Prawdopodobnie parę lat przed 1859 r. inny mechowski folwark z rąk domeny nabyła Elizabeth Gottwald. W późniejszych zestawieniach statystycznych, jako właściciel folwarku widnieje Ignatz Gottwald, zapewne mąż Elizabeth. Obszar majątku wynosił 341 mórg (ok. 85 ha), w tym 278 mórg ziemi ornej, 35 m. łąk, 7 m. lasu i 21 m. wody. Następnie folwark odziedziczył Carl Gottwald, syn Ignatzego, zamieszkały w Swarzędzu, a potem Heinrich Gottwald, aktywny społecznik znany też z antypolskiego nastawienia działacz swarzędzkiej Hakaty.
Młyn mechowski znajdował się w ręku Carla Krausego (1859 r.), a potem Juliusa Krausego (1869 r.), którzy ubezpieczali się od ognia. Wato dodać, że niektórzy rolnicy narodowości polskiej, np. Święcioch (1861) i Józef Majchrzak (1869) także ubezpieczali od pożaru swoje gospodarstwa w towarzystwie asekuracyjnym.
Dzięki księgom Urzędu Stanu Cywilnego, który funkcjonował w Gruszczynie w końcu XIX wieku, znamy niektórych innych mieszkańców Mechowa w 1880 r. Na przykład mieszkali i pracowali tu: Teodor Drachowski z żoną Heleną (z d. Tuszyńska) z synem Tadeuszem ur. w 1876 r. i Antonim ur. w 1880 r.; Tomasz Nowicki z żoną Teodozją (z d. Kasperska) i synem Piotrem ur. w 1880 r.; Jan Majchrzak z żoną z Krugiołków
i synem Piotrem ur. w 1880 r.; König Carl z żoną Magdaleną (z d. Kowalewska) i córką Marią; Teodor Kunicki z żoną Kazimierą (z d. Piechowiak) i córką Rozalią; Stefan Arndt z żoną Emilią (z d. Arndt) i córką Emmą Otylią (1880-1959); Mateusz Kijak z żoną Agnieszką z Majchrzaków.

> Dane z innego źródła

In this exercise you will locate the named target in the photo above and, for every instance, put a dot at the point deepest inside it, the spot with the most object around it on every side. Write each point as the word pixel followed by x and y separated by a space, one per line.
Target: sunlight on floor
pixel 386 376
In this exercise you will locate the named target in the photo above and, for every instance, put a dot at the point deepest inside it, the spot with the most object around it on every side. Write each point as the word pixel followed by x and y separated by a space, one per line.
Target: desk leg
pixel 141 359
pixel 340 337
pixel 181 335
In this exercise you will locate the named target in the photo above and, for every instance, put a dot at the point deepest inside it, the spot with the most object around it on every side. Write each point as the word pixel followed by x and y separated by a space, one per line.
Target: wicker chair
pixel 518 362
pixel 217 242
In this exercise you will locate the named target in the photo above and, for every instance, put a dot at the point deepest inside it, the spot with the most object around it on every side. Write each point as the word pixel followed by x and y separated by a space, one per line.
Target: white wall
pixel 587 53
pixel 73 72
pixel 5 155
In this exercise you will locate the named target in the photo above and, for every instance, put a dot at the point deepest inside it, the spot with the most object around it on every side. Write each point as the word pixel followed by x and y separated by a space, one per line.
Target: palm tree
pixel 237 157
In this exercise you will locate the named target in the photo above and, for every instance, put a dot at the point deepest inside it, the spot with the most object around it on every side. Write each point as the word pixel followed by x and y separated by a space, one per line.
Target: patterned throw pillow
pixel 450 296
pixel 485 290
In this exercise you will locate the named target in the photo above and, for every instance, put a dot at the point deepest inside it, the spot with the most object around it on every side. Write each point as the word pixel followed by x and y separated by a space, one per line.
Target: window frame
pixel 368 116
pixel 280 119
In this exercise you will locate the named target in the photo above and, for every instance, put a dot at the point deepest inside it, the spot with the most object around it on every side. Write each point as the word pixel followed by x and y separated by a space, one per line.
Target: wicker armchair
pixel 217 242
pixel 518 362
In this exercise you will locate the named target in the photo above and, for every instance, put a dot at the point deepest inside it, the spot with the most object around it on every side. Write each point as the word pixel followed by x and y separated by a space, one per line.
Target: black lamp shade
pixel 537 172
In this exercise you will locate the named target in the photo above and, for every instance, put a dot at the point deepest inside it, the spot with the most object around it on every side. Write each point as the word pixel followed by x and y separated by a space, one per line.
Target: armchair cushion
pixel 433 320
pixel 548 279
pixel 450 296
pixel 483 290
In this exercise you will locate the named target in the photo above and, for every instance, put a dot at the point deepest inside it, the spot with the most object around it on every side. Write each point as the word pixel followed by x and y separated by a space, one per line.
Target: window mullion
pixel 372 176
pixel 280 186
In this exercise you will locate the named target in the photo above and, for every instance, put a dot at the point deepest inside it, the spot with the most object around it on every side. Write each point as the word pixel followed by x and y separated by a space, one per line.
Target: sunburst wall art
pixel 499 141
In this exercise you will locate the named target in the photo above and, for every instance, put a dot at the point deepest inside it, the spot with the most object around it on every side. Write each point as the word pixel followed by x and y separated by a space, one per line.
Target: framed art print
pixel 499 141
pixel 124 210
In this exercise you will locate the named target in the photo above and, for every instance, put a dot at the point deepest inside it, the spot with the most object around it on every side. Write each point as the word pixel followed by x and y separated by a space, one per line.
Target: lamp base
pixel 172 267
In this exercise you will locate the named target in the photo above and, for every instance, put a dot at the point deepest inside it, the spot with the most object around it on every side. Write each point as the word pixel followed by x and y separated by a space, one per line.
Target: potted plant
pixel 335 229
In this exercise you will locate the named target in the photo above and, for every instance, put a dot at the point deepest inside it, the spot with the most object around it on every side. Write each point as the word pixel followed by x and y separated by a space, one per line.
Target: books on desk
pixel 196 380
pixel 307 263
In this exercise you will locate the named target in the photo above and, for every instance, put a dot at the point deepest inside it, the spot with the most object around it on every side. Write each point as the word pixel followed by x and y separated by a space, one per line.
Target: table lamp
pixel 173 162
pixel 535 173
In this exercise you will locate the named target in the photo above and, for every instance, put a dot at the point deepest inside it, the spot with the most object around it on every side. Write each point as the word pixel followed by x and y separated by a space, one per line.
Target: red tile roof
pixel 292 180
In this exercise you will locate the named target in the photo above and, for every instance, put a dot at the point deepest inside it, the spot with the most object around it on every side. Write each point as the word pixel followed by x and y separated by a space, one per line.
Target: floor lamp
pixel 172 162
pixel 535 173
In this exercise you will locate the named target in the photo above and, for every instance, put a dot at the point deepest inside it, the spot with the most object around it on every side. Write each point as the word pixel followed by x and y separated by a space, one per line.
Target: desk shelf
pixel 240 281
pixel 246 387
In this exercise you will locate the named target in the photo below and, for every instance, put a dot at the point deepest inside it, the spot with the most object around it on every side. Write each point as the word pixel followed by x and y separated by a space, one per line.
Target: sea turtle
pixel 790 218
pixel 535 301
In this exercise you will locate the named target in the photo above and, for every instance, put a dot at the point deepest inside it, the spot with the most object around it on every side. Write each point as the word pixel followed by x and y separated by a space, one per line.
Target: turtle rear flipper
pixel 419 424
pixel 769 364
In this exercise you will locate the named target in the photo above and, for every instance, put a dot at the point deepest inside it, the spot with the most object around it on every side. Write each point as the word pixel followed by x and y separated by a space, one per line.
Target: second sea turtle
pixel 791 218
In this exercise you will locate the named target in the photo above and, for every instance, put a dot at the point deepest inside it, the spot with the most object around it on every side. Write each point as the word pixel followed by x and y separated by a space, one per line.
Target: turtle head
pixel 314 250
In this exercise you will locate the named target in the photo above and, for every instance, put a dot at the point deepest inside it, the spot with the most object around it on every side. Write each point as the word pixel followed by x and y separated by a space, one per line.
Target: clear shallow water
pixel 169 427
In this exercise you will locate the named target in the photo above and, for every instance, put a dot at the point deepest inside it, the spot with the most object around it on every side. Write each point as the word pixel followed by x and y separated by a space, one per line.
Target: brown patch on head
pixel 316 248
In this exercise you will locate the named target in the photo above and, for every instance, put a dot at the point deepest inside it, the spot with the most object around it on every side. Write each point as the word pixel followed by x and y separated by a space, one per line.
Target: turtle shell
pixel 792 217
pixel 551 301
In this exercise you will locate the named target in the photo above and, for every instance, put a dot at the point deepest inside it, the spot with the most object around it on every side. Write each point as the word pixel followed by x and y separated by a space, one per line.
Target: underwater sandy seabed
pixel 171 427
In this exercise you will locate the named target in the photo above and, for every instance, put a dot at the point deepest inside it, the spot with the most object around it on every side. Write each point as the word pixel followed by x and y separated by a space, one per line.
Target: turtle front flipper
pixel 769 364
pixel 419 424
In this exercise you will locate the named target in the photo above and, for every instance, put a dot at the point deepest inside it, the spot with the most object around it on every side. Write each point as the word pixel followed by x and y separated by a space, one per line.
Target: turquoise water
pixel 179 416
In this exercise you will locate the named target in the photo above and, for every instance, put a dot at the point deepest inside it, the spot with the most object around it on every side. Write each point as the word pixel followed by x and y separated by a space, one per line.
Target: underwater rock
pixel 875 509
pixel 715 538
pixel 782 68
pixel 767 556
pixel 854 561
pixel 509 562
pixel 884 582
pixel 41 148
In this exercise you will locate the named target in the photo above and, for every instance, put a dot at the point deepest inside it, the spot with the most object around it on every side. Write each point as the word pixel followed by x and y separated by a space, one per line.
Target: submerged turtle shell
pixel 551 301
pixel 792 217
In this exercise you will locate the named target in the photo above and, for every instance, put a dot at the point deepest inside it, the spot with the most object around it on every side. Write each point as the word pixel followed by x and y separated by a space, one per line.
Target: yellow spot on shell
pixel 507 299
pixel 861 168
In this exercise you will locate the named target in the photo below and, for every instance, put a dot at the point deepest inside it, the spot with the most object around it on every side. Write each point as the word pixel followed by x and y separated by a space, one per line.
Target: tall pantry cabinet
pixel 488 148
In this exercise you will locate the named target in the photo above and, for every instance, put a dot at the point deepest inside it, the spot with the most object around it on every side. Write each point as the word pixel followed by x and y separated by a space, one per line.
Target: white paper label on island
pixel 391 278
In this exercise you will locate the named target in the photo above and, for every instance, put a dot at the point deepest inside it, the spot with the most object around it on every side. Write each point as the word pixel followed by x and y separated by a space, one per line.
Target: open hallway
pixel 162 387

Niektórzy mechowianie należeli do Towarzystwa Czytelni Ludowych walczących w zaborze pruskim o język polski. Stałymi członkami (w 1886 r.) zamieszkałymi w Mechowie byli Michał Pielucha i Teodor Drachowski, a członkiem wspierającym – Bogusławski.
Drachowski przeprowadził się do Kobylnicy w końcu XIX lub na przełomie XIX i XX wieku i był tam aktywnym i znanym działaczem społecznym….
W 1895 r. M. Pielucha sprzedał swoje gospodarstwo Krzysztofowi hr. Cieszkowskiemu (ok. 46 ha), a już w grudniu tego roku kupił od niemieckiego właściciela Flügge folwark Krzyżowniki w powiecie poznańskim zachodnim, o powierzchni nieco ponad 700 mórg (ok. 175 ha) za 120 tyś. marek….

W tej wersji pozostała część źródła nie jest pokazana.